The CONUS requirement reflects data availability. The datasets a domain’s children draw on — LANDFIRE for surface fuels, 3DEP for topography, TreeMap for modeled tree inventories, NAIP for canopy-height imagery — are products of the conterminous United States. Outside CONUS there is simply nothing to build a fuelbed from, so a domain there could hold geometry but no fuel. The location check runs against the original input polygon (not the padded box) so that padding right up against a coastline or border can’t trip a false rejection.

When your area is too big, the move is to tile it into multiple domains — split the region into sub-areas each under the cap and create a domain per tile. Each domain is independent and processes on its own; you reassemble the outputs downstream. There is no way to raise the cap on a single domain.

A domain has a sharp split between what is frozen and what you can change after creation, and the split is not arbitrary.

Immutable — the geometry (features), the crs, the id, and created_on. These are frozen because children depend on them. Every grid, inventory, and feature was built in the domain’s CRS and cut to its extent; if the domain could be re-shaped or re-projected underneath them, they would all silently become wrong. So the foundational frame is write-once. To change the extent or projection, you create a new domain.

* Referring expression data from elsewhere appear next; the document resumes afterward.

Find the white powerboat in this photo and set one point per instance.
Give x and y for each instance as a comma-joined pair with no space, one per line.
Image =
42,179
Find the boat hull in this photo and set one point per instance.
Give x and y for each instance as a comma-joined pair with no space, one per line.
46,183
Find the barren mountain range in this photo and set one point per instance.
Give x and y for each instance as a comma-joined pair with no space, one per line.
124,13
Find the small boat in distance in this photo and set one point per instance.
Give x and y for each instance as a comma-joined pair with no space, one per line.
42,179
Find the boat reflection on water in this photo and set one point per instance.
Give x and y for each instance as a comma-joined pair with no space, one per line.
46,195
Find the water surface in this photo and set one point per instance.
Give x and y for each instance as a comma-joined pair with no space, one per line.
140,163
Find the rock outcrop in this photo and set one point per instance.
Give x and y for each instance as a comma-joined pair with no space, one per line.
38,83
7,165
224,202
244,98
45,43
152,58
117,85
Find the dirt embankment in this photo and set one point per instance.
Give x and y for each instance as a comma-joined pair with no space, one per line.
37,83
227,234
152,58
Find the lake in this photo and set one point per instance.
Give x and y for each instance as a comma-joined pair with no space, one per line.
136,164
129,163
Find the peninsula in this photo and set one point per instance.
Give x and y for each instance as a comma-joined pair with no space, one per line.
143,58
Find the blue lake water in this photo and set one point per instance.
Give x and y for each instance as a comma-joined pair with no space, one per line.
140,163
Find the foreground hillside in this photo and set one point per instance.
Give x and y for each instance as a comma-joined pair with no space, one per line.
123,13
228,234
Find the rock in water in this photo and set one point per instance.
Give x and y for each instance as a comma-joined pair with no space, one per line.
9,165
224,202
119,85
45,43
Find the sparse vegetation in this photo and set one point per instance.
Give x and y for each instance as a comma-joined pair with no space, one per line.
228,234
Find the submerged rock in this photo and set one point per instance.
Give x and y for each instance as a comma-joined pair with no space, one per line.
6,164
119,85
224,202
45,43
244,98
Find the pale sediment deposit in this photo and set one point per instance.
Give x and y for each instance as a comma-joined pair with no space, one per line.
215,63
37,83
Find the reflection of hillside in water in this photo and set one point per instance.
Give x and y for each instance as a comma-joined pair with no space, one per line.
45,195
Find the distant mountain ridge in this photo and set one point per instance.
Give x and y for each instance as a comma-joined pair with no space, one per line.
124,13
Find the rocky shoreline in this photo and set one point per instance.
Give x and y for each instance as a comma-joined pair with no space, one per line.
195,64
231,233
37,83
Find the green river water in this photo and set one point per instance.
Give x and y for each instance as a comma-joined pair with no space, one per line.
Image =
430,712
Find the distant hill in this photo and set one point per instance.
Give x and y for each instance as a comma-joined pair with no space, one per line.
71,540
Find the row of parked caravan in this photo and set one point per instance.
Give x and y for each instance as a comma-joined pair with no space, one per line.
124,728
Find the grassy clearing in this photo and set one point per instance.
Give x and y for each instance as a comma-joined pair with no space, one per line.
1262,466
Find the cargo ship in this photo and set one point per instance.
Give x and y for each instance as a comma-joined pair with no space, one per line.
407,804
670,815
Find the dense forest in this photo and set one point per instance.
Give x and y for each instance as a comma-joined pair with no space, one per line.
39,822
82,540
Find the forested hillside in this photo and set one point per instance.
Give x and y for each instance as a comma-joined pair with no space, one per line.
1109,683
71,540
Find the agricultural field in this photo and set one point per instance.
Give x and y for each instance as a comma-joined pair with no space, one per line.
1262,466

Mutable — the descriptive metadata: name, description, tags, and the optional rendering style. Editing these changes nothing about the spatial frame, so they are free to update, and modified_on advances when you do. (style merges field-by-field on update — supplying one color leaves the others untouched — since it is presentation state, not geometry.)

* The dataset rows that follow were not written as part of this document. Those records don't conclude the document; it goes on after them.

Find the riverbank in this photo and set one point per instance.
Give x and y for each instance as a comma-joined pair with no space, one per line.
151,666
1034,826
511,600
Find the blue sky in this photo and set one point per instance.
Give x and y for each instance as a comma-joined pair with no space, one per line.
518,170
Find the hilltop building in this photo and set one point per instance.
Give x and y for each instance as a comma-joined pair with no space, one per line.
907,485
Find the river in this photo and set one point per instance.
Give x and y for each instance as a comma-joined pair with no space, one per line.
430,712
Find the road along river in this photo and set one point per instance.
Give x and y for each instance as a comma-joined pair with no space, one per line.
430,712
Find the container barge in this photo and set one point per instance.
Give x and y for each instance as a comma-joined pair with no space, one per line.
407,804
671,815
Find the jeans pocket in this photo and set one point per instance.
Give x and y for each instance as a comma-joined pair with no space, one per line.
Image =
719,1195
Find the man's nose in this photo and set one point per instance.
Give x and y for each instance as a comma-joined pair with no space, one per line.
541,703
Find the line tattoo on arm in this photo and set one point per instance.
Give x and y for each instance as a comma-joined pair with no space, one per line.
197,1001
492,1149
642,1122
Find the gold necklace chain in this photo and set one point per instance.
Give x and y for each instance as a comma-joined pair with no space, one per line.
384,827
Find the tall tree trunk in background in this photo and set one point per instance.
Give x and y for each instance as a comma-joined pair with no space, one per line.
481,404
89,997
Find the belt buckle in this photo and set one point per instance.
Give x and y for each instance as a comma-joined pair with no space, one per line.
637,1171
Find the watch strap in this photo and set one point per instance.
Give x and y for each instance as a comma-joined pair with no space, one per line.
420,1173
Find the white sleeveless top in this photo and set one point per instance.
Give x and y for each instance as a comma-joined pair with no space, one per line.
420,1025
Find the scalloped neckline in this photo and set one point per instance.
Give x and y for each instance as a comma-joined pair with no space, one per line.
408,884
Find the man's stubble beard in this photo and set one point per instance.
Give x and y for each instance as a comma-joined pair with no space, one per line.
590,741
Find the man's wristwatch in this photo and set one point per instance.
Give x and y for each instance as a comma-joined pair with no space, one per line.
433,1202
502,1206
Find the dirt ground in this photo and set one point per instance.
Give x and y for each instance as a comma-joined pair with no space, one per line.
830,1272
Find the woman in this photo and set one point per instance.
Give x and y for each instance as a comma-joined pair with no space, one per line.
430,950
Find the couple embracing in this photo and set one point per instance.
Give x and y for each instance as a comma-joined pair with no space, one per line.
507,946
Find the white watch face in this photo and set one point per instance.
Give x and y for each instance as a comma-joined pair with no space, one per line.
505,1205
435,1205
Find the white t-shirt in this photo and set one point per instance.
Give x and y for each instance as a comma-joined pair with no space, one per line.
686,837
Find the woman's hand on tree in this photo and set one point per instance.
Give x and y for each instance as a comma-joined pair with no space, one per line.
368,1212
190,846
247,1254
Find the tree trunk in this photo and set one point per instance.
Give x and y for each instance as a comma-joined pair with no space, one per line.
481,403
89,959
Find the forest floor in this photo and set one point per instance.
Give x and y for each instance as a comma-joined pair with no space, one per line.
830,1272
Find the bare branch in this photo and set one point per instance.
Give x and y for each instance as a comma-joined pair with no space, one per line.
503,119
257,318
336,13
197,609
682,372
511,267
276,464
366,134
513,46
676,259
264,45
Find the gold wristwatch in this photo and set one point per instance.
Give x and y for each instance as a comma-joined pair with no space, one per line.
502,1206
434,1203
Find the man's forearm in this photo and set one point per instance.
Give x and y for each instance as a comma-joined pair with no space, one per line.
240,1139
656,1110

Deleting a domain is guarded because of those same dependents. By default, a delete is refused if the domain still has child resources, so you don’t orphan or accidentally destroy work; you opt into a cascade explicitly with force. A forced delete removes the domain together with its child grids and inventories (and their stored data).

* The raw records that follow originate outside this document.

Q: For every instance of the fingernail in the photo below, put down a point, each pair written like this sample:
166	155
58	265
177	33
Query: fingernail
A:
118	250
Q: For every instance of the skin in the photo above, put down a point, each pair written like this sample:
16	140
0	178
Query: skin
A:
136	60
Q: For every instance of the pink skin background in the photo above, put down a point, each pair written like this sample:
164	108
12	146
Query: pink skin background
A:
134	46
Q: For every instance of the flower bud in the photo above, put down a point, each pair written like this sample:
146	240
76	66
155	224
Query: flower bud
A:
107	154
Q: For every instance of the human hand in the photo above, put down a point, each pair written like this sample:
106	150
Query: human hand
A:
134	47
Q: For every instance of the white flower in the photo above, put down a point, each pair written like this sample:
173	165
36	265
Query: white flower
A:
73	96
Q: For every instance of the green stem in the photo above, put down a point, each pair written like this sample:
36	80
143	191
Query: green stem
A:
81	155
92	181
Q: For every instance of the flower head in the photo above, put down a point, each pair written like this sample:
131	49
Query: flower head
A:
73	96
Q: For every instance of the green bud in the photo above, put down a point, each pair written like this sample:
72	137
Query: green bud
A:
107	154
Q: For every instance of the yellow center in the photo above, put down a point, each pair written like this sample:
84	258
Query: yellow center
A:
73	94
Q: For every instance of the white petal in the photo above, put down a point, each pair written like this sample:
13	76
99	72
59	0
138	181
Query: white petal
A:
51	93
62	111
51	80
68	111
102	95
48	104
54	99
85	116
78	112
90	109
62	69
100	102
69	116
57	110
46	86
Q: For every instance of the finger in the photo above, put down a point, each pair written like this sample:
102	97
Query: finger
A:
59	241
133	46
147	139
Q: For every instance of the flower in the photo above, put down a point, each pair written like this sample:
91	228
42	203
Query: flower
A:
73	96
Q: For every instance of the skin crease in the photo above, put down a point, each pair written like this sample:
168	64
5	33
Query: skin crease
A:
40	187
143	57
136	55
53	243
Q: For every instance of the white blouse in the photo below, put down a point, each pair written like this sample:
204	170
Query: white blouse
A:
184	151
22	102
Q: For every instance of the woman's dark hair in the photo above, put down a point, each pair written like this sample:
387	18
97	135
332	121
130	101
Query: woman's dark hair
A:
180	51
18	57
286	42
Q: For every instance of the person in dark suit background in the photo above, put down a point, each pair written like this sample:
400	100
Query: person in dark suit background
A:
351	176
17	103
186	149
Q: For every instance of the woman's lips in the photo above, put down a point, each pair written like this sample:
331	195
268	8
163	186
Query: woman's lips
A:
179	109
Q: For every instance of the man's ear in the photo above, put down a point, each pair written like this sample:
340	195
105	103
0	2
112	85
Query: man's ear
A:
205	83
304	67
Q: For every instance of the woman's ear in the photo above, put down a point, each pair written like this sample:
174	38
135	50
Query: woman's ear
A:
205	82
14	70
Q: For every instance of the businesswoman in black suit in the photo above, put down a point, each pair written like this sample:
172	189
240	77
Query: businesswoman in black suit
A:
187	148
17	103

Exports are the deliberate exception — they survive their domain’s deletion. An export is a finished, self-contained deliverable (the packaged inputs you handed to a fire model), so it is kept as a standalone provenance artifact rather than swept away with the frame it was built in. The principle: resources that only make sense inside the domain go when it goes; a deliverable that has already left the building stays.

Every other v2 resource is defined relative to a domain, and inherits its frame:

  • Features — vector geometry scoped to the domain: roads and water pulled from OpenStreetMap, or layersets you upload. They are reprojected into the domain CRS when used, and a feature can only modify resources in its own domain (see About modifications).
  • Point clouds — uploaded lidar or photogrammetric points, positioned in the domain’s frame.
  • Inventories — the trees over the domain, whether sampled from TreeMap, detected from a canopy height model (see How tree detection from a CHM works), or uploaded. Every tree’s coordinates are in the domain CRS.
  • Grids — the rasterized and voxelized fuelbed. A grid’s cells are cut from the domain’s working extent and expressed in its CRS; grids aligned “to the domain” share the lattice the domain defines.
  • Exports — bundles of grids packaged for a fire model. They reference the domain they were assembled in, but, as noted above, outlive it.

The thread running through all of these: a domain is the unit of geographic scope in v2. Resources don’t reach across domains — a modification can’t reference a feature in another domain, a grid can’t be aligned to one in another domain — because the domain is precisely the boundary within which “the same place, in the same units, on the same grid” is guaranteed to hold.

Companion explanation pages for Features, Point Clouds, Inventories, and Grids build on the resource model introduced here.